As of 2025, the jurisdictions that have their own individual mandates with financial penalties are California, Massachusetts, New Jersey, and Rhode Island, along with the District of Columbia. The specifics of the coverage requirements and penalties are determined by each state’s laws.
It is important for residents of these specific areas to be aware of their local obligations. Another state, Vermont, also has a mandate requiring coverage but does not currently impose a financial penalty for non-compliance.
The methods for calculating state-level penalties vary by jurisdiction but generally follow one of two models. The penalty is calculated as a percentage of the household’s income or as a flat-dollar amount per uninsured person in the household. The final penalty is typically the greater of these two calculated amounts.
For example, a state might set its penalty as 2.5% of household income or a flat rate of over $900 per adult and half that amount per dependent child. A family of four with a household income of $100,000 would calculate the penalty both ways. The percentage-based penalty would be $2,500, while the flat-rate penalty for two adults and two children might be around $2,700. In this scenario, the family would owe the higher amount, $2,700.
This penalty is assessed for each month an individual or family member goes without qualifying health coverage. The total amount is then paid when filing the annual state income tax return. States provide worksheets with their tax forms to help residents determine the exact penalty amount they owe.
Even in states with an individual mandate, there are specific circumstances where a person can be granted an exemption from the penalty. The specific qualifications for exemptions are defined by each state but often share common themes.

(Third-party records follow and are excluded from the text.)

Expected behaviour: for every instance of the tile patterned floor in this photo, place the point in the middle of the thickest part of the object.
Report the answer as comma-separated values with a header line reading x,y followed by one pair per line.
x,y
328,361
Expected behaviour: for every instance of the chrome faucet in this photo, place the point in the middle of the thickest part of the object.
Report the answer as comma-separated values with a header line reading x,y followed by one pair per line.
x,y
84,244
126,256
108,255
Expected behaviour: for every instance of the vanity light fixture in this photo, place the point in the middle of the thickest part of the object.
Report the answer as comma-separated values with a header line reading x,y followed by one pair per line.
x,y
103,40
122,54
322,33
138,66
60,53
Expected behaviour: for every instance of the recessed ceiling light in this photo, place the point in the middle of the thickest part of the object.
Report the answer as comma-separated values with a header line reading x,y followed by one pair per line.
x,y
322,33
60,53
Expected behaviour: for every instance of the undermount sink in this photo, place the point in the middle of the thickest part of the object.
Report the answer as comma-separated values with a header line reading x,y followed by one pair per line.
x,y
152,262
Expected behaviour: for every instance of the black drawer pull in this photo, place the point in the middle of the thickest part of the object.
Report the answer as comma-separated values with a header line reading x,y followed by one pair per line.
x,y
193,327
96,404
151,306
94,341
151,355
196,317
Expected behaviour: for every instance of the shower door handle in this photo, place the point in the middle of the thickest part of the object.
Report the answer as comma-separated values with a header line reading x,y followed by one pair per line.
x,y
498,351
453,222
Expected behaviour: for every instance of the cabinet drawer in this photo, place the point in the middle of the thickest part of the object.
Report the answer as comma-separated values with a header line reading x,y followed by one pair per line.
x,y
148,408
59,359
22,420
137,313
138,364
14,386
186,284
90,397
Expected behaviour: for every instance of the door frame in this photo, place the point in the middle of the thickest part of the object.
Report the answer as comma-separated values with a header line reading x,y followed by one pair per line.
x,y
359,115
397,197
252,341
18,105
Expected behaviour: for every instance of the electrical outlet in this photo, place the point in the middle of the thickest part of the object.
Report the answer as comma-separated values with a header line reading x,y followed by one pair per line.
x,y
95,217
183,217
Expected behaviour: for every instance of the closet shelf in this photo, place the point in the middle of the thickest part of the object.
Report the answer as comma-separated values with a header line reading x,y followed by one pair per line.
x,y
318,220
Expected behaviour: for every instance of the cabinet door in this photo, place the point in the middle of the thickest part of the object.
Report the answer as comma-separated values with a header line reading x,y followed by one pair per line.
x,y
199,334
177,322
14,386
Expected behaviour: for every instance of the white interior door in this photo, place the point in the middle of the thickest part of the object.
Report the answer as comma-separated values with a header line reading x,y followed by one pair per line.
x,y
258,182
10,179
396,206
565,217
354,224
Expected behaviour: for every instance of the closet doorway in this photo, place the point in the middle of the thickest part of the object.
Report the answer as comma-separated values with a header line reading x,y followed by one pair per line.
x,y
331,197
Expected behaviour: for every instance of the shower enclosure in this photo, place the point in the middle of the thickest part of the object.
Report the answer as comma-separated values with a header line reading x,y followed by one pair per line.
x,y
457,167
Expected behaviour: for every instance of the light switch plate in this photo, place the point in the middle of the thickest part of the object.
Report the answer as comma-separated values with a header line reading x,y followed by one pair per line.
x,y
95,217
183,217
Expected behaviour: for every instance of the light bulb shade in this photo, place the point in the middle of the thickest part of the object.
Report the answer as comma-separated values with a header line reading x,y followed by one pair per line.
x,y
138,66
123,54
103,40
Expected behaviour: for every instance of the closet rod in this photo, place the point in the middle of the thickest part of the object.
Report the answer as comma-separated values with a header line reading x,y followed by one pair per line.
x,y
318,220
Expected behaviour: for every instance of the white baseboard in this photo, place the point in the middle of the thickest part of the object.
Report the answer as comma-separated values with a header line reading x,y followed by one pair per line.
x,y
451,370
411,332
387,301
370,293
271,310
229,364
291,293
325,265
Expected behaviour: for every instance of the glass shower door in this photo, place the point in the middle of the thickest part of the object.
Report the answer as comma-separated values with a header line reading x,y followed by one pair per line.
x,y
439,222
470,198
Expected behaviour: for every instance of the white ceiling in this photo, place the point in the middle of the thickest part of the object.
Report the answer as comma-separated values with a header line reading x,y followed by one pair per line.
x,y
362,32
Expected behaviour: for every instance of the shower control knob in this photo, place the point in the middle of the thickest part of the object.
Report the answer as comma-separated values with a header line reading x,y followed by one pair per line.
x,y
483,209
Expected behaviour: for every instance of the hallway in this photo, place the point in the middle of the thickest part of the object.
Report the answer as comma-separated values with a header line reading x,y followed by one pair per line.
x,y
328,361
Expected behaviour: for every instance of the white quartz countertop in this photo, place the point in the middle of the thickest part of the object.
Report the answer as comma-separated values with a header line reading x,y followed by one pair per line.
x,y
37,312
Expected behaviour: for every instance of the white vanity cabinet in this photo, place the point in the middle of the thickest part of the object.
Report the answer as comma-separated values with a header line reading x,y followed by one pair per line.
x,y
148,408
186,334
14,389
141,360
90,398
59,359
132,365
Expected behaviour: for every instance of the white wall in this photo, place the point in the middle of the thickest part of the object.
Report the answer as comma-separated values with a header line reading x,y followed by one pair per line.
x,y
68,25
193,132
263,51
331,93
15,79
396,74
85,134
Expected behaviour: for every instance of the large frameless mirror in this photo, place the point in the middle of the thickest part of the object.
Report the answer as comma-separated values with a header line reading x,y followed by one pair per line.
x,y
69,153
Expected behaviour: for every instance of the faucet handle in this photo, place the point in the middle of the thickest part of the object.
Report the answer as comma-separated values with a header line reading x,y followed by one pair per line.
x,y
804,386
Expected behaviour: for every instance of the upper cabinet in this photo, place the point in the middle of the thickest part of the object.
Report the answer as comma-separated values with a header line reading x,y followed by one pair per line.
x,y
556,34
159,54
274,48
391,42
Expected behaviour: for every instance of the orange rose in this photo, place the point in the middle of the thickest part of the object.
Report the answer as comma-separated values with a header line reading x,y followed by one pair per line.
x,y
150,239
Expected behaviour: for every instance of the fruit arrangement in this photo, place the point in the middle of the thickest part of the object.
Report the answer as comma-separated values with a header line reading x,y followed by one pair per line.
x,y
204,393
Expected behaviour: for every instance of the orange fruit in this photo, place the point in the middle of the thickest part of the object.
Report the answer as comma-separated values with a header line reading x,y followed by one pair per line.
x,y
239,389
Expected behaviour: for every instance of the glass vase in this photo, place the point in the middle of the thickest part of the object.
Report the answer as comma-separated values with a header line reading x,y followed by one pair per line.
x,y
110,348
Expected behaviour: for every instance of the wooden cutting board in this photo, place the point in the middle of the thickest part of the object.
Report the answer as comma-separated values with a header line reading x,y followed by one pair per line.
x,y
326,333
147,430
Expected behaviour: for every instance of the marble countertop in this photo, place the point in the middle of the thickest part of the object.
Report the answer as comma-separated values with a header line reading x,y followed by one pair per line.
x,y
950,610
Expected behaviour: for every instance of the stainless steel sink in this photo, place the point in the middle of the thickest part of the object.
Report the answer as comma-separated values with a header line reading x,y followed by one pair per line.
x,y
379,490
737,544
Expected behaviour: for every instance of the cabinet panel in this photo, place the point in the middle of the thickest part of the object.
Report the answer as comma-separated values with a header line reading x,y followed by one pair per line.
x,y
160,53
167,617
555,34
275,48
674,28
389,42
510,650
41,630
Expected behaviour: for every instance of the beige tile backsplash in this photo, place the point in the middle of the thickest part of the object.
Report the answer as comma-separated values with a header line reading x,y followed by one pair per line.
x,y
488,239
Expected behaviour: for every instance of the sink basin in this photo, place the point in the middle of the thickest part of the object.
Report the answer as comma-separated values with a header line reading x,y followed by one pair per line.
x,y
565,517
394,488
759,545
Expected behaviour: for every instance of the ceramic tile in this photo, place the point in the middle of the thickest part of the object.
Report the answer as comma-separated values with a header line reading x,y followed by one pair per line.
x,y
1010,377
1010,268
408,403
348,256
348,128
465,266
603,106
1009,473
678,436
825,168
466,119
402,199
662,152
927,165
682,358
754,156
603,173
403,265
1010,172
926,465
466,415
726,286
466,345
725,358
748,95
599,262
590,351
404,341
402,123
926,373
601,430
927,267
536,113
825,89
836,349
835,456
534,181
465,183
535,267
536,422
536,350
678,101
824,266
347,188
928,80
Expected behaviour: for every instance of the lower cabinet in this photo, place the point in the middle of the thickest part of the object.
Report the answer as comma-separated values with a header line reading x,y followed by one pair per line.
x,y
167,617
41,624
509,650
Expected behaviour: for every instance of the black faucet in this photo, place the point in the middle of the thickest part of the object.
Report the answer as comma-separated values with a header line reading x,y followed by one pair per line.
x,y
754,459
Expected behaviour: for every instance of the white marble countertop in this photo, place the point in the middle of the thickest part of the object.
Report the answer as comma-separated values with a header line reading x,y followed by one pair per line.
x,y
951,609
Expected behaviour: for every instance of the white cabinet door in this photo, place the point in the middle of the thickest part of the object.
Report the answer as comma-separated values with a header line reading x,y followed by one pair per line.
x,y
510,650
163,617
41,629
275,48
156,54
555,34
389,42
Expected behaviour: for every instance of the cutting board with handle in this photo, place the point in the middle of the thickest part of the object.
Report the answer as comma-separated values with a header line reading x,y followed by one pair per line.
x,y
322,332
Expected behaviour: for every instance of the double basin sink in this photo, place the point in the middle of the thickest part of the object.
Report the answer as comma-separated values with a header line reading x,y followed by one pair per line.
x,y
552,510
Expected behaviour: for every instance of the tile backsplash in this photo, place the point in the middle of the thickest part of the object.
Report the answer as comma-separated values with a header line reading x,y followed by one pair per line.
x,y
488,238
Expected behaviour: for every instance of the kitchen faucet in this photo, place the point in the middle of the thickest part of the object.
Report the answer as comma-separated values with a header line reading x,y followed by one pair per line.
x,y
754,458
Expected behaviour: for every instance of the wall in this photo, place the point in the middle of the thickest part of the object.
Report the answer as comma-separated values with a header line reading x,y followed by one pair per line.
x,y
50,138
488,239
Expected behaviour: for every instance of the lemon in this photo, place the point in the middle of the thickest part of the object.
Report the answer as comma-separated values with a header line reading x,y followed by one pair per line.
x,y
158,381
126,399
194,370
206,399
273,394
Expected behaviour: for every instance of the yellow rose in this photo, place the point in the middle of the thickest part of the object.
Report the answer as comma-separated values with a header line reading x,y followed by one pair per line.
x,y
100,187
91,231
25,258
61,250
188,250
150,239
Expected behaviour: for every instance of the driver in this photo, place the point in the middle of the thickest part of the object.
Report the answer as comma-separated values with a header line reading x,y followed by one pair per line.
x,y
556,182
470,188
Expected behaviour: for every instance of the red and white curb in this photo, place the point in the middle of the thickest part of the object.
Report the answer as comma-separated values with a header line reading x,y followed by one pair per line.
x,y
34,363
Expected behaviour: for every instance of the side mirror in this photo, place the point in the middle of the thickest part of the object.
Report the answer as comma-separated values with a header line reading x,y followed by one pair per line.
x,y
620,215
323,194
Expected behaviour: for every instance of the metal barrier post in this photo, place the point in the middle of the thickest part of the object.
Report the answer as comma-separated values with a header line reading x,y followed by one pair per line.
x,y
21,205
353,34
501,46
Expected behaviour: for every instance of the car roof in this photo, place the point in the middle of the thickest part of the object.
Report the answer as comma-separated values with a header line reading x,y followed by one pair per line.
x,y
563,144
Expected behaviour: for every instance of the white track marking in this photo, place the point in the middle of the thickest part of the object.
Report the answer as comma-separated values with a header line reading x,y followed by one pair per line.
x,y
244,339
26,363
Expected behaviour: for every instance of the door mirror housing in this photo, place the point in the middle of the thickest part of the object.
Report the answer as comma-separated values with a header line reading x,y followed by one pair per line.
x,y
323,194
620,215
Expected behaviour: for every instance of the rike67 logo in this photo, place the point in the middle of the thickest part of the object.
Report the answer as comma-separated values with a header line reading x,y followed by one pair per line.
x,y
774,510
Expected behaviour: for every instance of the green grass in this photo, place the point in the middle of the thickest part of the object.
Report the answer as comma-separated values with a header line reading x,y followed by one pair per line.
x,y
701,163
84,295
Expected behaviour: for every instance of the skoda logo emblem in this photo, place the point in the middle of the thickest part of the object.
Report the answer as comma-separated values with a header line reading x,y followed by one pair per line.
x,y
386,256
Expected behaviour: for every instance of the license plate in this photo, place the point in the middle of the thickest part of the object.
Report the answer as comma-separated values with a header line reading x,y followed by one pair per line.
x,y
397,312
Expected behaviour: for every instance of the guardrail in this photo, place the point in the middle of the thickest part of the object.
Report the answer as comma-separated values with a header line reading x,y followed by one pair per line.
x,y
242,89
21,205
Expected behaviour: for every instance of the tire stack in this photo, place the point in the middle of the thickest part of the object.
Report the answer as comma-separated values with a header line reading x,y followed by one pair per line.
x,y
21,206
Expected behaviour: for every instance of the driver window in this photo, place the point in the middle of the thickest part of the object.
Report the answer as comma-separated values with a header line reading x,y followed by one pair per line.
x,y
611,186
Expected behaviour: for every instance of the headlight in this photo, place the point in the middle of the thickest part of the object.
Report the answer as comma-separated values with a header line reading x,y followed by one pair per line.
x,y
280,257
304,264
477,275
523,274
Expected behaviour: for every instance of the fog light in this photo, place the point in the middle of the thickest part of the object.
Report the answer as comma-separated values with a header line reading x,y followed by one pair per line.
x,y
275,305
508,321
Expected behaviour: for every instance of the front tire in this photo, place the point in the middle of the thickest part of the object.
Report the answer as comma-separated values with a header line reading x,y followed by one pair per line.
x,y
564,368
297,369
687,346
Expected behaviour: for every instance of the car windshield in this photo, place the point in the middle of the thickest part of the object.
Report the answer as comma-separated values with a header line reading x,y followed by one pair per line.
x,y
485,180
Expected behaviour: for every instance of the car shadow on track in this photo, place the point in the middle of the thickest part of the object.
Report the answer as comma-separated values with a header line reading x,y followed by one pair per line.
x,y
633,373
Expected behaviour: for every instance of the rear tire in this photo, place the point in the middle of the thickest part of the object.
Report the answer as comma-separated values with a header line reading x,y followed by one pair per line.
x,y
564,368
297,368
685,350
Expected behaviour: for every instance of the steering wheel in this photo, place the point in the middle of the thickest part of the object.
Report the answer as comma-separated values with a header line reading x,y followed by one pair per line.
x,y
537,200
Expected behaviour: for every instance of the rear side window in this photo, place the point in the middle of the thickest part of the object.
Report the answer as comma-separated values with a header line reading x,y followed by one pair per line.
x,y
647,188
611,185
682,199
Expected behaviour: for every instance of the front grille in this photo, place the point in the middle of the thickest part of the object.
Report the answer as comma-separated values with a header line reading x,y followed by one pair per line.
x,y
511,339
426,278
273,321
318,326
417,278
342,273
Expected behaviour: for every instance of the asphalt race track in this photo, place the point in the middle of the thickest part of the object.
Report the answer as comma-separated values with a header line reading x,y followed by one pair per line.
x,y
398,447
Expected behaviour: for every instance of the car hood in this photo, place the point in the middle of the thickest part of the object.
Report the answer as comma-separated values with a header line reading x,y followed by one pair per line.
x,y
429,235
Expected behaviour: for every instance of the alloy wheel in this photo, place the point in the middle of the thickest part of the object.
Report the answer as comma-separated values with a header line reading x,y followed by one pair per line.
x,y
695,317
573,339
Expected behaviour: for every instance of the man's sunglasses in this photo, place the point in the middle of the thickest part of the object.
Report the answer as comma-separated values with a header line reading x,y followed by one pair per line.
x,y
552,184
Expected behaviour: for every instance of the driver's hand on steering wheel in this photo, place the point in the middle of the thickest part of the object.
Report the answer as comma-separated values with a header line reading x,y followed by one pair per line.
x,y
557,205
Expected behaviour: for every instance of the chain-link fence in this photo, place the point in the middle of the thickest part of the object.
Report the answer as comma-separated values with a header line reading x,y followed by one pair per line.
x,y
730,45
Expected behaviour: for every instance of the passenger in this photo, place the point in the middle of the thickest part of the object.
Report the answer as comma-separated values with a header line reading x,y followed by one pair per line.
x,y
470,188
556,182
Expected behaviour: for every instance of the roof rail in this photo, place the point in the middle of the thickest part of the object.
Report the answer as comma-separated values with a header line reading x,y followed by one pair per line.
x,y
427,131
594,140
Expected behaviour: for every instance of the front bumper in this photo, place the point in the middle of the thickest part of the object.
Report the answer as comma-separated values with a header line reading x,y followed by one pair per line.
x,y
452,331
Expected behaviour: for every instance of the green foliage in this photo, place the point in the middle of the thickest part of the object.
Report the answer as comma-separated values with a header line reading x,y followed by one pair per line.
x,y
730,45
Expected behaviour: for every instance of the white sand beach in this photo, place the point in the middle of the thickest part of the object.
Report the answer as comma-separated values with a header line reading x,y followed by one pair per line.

One common exemption is based on income; if a resident’s household income is below the state’s income tax filing threshold, they are typically exempt. Another exemption relates to affordability, where if the lowest-cost health plan available costs more than a certain percentage of household income, the penalty does not apply.
Other exemptions address specific life situations. A short gap in coverage, usually lasting less than three consecutive months, will often not trigger a penalty. States also provide exemptions for hardships, which can include situations like homelessness, eviction, bankruptcy, or experiencing a natural disaster.
To claim an exemption, individuals usually file a specific form with their state tax return. Some situations may require applying for an exemption certificate from the state’s health insurance marketplace.